If Jay wants to keep those hotels full they are going to need to make some improvements to the mountain at some point - if for no other reason than to keep up with their competition.
And who knows what this does to the odds of the expansion of the ski area itself.
IMHO the best way out of this mess is to sell Jay and all of the associated businesses as a package. Arrange a deal that will immediately pay the investors something (even if it is not what they invested). If I was investor, I'd think VERY long and hard about getting something rather than nothing, so I think this could work. It would put all of this mess in the past and let the ski area move forward.

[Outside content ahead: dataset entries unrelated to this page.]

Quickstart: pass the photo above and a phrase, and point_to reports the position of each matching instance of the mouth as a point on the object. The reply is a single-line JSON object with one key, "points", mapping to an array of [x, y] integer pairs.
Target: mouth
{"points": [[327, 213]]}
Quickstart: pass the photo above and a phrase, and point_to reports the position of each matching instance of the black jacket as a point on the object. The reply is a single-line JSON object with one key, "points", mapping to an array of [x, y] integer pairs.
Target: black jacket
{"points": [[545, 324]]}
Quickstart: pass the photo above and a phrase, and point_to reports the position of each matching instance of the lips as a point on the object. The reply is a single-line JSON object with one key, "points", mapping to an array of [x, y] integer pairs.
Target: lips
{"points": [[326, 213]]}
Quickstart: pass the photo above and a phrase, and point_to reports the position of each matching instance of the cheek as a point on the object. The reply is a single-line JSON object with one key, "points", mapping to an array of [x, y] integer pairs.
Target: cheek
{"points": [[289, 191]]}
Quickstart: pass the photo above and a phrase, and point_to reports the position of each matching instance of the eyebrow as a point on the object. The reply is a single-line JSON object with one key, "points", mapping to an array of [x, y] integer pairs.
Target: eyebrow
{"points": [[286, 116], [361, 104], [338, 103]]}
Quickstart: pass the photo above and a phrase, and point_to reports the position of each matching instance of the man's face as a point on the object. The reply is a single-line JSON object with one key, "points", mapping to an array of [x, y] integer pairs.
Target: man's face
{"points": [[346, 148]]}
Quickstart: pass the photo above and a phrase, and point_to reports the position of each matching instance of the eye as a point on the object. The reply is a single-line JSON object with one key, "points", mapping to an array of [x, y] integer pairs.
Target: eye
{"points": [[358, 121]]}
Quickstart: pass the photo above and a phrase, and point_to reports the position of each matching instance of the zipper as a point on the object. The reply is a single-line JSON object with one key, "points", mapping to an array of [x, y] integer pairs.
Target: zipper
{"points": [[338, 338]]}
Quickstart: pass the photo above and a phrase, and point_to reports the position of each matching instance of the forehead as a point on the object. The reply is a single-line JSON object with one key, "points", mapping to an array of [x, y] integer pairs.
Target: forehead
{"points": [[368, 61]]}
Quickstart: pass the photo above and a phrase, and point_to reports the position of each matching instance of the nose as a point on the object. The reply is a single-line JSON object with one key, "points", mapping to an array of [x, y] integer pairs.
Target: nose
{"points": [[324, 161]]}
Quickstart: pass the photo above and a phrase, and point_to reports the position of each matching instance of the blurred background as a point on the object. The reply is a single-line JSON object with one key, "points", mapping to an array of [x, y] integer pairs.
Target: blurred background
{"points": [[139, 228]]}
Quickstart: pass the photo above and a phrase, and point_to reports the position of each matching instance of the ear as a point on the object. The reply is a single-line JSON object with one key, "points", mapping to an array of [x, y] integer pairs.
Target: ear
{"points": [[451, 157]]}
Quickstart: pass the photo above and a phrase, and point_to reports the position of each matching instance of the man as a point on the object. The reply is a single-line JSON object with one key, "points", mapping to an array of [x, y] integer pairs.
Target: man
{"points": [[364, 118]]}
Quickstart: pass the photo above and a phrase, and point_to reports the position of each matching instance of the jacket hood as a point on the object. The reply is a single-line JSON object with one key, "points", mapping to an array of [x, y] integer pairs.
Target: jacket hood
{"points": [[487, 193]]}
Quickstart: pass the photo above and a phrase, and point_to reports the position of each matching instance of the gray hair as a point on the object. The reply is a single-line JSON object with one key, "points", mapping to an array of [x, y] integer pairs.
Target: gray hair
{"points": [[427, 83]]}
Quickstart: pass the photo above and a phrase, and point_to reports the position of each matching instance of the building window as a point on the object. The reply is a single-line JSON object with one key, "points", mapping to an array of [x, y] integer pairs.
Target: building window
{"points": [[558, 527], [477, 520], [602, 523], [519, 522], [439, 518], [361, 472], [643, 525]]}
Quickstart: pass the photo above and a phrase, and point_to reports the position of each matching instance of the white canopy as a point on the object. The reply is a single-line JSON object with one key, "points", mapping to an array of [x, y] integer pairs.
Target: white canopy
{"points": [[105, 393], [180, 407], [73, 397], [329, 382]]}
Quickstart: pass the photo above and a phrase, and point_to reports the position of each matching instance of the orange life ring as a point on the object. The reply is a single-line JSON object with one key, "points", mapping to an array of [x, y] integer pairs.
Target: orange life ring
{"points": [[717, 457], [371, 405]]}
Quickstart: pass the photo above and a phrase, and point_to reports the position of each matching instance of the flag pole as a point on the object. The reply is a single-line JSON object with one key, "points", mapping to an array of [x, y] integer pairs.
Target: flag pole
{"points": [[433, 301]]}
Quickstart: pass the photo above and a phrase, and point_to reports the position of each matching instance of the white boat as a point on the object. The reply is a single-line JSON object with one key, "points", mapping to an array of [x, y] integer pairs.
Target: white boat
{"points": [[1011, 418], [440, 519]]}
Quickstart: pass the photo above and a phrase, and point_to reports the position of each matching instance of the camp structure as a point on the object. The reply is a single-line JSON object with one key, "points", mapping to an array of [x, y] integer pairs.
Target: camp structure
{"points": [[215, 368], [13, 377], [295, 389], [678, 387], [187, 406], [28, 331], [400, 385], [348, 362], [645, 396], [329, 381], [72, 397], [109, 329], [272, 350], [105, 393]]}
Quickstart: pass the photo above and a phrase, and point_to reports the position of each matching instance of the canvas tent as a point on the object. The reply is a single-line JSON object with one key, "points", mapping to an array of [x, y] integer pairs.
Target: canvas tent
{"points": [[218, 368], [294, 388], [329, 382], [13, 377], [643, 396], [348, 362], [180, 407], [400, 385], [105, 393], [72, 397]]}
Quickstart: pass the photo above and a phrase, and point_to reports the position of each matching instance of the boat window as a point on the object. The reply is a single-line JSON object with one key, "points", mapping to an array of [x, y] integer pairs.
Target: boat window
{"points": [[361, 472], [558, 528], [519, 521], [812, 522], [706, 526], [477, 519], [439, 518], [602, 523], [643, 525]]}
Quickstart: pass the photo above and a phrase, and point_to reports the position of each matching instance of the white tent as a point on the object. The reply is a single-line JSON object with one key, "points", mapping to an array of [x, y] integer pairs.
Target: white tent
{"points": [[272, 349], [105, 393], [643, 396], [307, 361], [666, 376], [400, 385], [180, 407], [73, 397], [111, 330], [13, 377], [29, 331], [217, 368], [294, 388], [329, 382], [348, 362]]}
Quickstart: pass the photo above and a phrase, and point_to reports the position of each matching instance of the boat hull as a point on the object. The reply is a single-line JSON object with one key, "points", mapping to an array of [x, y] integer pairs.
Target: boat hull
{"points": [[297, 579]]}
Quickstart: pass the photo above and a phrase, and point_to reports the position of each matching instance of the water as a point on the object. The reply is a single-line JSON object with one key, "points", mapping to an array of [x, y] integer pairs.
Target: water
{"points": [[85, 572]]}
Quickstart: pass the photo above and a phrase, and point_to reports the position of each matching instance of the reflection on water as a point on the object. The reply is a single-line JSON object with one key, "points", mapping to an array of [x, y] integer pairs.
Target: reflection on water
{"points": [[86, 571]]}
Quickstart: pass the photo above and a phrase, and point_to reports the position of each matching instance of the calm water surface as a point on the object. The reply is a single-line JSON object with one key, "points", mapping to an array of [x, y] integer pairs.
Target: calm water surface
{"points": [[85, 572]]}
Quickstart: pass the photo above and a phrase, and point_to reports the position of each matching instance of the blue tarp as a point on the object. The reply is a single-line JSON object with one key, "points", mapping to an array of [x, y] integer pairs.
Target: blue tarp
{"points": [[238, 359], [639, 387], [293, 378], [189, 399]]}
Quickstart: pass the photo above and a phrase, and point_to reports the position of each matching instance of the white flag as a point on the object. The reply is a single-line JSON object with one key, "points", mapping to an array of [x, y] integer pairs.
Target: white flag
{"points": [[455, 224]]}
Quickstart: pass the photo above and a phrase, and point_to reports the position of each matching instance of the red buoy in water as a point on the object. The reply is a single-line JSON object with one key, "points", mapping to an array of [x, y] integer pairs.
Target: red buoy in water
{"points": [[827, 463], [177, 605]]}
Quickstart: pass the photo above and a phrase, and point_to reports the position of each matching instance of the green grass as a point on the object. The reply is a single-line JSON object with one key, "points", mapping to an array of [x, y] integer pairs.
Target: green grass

The infrastructure is sufficient that a fairly major company may be tempted.
I read that article expecting something new but it was essentially an interview with the investors' attorney basically regurgitating the same old allegations and arguments that have been made before.
1. Investors sign contracts clearly stating they are investors and not creditors, and that they are limited partners whose interests can be changed at any time.
2. Hotel and other projects successfully completed.
3. Investors get their greencards.
4. Their unsecured limited partnership interests are converted to unsecured note holders and the investors aren't notified for five months of the change (that they had no ability or right to stop).
5. Investors claim that they were originally told this was a loan (despite the fact the rules of the program, their contract, and a simple google search of "EB-5" clearly lay out that it was not..) and also claim that Stenger told them they would get their money back right away. They also make unsupported allegations of fraud.
6. Investors are offered a chance to look at the finances but refuse because they don't want to sign a confidentiality agreement. (And it would possibly defeat their unsupported allegations of fraud- And its not what they wanted anyway)
7. Investors are offered a security guaranty on their converted note interests-- but demand a better security agreement (that would likely violate other security/loan agreements held by Jay on their equipment/facilities)
8. VT Digger presents one sided articles that parrot the investor's claims while relying on letters to the editor to get the other side of the story. They examine 400 pages of documents provided by Jay to the center--- and the most damning evidence of impropriety they can come up with is that the center treats Stenger with respect. In the process they get a bump in readership because naysayers who want the center and EB5 program to fail due to their own political or personal agendas are eager for stuff to repeat at dinner parties.
9. Investors become harder to obtain because of increased competition in the market (more EB-5 centers), slowdown in the world economy, and the stink raised by the investors trying to extort a better deal.
Same story, different day. If anything, the fact the investors balked at reviewing the financials because they didn't want to sign a confidentiality agreement (a standard business practice when examining financials) is telling as to their real motives.